En esa nueva cárcel estuve seis meses, solicitando inútilmente, cada día, el poder hablar con mi madre o mi padre, o pidiendo un lápiz y un papel para escribirles. Una criada me llevaba la comida y ropa limpia, y los domingos y los días de guardar me acompañaba a misa, pero no al templo de San Juan Nepomuceno, a donde siempre había acostumbrado ir con mi familia, sino a la iglesia de San Francisco, o al de La Luz, o al templo de San Esteban, a la capilla del Ojo de Agua o, incluso, al lejano santuario de Guadalupe o a la capilla del Calvario. Nunca íbamos dos veces seguidas al mismo lugar. Siempre tenía que usar el rebozo oscuro cubriéndome la cabeza, y nunca se me permitía hablar con alguien. Al terminar la misa regresábamos de inmediato y volvía a encerrarme. Yo trataba de ser optimista. Procuraba distraerme alimentando a las gallinas del corral, cuidando las macetas y las plantas del jardín, bordando servilletas y manteles. A veces cantaba, a veces lloraba, pero siempre tenía el sentimiento secreto de que era libre y que mi suerte, por dura que fuera, podía cambiar. Pero eso no iba a ocurrir.

Durante el novenario de las fiestas del Santo Cristo de Saltillo, me pude confesar directamente con monseñor Jesús María Echavarría, Obispo de Saltillo, quien acababa de regresar a su diócesis, después de haber estado exiliado cuatro años por la persecución de los revolucionarios carrancistas. Aproveché para pedir que me recibiera en privado, pues tenía una consulta espiritual muy importante que hacerle. El señor obispo me pidió que, al terminar el rosario fuera a buscarlo a la sacristía. Al llegar, vi que el padre Bonifacio, el director espiritual de mi madre, estaba charlando animadamente con él, pero al verme cambió la expresión de su rostro, me dio la espalda y bajó la voz para seguir hablando con monseñor Echavarría durante unos minutos y luego salió de la sacristía. Pasó a mi lado y me saludó presuroso, sin detener su camino.

Don Jesús María me invitó a su oficina privada y ahí le hablé de mi sufrimiento. Le expuse la dureza de la conducta que habían tenido mis padres hacia mí desde hacía muchos años. Entre lágrimas le conté mi experiencia en el convento y mi falta de vocación para ser religiosa. El señor obispo Echevarría era conocido en todo Saltillo por su bondad y su humanidad. Me escuchó tranquilamente, dejó que me desahogara y hasta su blanco pañuelo me ofreció para que secara mis lágrimas. Finalmente me dijo:

—Hija mía, no seas dura para juzgar a tus padres. Debes comprenderlos y compadecerlos. En especial compadécete de tu madre, no la recrimines, ella es un alma buena; ella actúa así sin querer, obligada por las circunstancias.

—¿Sin querer, padre? ¿Cuáles circunstancias pueden obligarla a no amarme? Ella es mi madre y yo soy su hija. ¿Qué diferencia hay entre mis hermanas y yo?
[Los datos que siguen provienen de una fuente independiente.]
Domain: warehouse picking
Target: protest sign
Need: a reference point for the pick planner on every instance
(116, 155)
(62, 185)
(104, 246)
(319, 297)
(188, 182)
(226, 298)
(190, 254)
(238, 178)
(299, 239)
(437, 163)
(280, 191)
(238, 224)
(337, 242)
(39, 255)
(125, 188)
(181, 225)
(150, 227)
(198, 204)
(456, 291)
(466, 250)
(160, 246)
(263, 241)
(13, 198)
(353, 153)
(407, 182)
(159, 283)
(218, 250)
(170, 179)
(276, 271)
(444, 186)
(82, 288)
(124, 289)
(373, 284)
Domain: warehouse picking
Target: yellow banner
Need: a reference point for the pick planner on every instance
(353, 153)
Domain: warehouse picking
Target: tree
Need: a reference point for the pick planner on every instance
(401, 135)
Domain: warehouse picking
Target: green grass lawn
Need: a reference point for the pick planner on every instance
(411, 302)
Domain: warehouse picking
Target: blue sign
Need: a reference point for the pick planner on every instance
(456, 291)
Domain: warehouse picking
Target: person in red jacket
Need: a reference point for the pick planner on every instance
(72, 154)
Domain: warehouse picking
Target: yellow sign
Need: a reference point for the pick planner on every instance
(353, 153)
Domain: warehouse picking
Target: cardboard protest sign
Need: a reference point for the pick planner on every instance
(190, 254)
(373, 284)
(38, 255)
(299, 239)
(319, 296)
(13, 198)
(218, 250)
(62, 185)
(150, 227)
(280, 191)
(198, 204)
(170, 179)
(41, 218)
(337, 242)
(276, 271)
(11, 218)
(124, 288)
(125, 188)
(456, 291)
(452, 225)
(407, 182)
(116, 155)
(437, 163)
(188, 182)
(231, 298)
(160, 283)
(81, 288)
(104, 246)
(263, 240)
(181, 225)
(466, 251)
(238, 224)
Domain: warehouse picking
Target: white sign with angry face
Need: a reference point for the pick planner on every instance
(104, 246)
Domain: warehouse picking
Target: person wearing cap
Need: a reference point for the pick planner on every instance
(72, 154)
—No dudes que tu madre te ama, así como Dios nos ama a todos. Tampoco es cuestión de diferencia, hija, todos somos iguales a los ojos de Dios. Trata de entender a tus padres. Son buenas personas, pero están en una situación muy difícil. Intenta aceptar tu suerte con paciencia, y ofrecer tu dolor y sacrificio en una ofrenda de alegría que te dé mérito delante de Dios. Yo hablaré con tus padres y usaré toda mi influencia para con ellos, pero recuerda, hija, que la mayor obligación de los hijos es obedecer la voluntad paterna, así lo manda el cuarto mandamiento.

El miércoles siguiente, después de comer sola en la cocina, la criada que cuidaba de mí me dijo:

—Niña, su madre ordena que se vista para salir en la tarde.